The United States trails behind the rest of the world in mental health awareness and prevention. This is seen in how suicide rates have fallen around the world, while rates in the United States have climbed every year since 1999, increasing 33 percent in the past two decades.
Large, systemic changes are necessary to meet this scale. Parity and access problems need to addressed immediately.
Mental health should no longer be marginalized but treated the same as physical health, as all scientific evidence and the seriousness of the issue require.
Finally, we can no longer ignore the elephant in the nation’s room.
We receive a recurring question from the public: “I am in a state of constant anxiety because of Trump’s refusal to deal with the pandemic in a scientific manner. He’s making it worse by both his actions and inaction. How do I cope with this anxiety?”
Over Memorial Day weekend, we approached the mark of 100,000 casualties, not by an external enemy but by bioterrorism of our own government.
We have a president who went golfing after stating: “I don’t take any responsibility at all.”
Leaving people helpless, unable to discuss the overarching problem in properly rigorous terms, let alone prevent it, worsens trauma.
How this cultural trend came about is an important story that has been reported elsewhere.

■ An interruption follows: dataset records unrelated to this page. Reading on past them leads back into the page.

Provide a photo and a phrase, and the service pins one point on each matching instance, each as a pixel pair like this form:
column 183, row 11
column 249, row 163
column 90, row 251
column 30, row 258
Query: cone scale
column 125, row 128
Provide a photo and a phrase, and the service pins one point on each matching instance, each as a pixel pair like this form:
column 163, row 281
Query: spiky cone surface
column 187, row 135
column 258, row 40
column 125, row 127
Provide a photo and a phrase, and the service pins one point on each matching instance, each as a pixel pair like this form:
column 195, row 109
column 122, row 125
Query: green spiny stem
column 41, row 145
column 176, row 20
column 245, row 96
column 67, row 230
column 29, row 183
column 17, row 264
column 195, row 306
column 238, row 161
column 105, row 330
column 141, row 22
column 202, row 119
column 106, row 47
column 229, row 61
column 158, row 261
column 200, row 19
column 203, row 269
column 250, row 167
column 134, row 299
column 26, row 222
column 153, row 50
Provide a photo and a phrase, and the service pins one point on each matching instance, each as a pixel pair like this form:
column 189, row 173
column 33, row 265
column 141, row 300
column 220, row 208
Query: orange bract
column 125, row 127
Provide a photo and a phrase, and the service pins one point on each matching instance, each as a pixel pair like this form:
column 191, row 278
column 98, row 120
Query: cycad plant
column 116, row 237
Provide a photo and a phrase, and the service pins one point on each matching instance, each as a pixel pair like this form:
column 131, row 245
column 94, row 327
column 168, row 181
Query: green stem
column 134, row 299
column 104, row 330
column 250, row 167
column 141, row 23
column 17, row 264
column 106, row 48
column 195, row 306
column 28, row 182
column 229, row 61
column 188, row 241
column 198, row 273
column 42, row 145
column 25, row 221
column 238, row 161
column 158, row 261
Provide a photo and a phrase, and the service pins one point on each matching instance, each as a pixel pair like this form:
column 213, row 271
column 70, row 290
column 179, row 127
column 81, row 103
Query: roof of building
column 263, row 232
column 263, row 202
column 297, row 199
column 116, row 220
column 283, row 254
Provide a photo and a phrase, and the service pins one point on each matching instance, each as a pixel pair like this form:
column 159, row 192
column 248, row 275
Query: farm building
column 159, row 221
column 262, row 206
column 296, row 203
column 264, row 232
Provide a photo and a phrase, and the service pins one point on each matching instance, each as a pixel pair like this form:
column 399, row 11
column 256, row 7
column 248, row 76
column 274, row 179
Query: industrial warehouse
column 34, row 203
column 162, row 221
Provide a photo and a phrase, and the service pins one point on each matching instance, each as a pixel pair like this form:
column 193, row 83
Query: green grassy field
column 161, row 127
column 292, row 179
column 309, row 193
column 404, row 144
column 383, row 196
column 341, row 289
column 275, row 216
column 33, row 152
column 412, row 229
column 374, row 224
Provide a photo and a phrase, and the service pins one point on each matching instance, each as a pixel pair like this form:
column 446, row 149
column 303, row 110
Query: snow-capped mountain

Two hundred and fifty years of scientific enlightenment vanished in an instant to descend us into a medieval-level plague when a president did not wish to apply knowledge. Similarly, 25 years of mental health awareness went up in smoke to descend on us a dark age of ignorance and stigma when a psychiatric establishment wished to shroud knowledge.
It does not have to be this way.
In democracy, people have a right to expertise and, alongside the free press, a right to access the best available knowledge.
Honest information empowers people against oppression and autocracy and, in this case, also is the best medicine.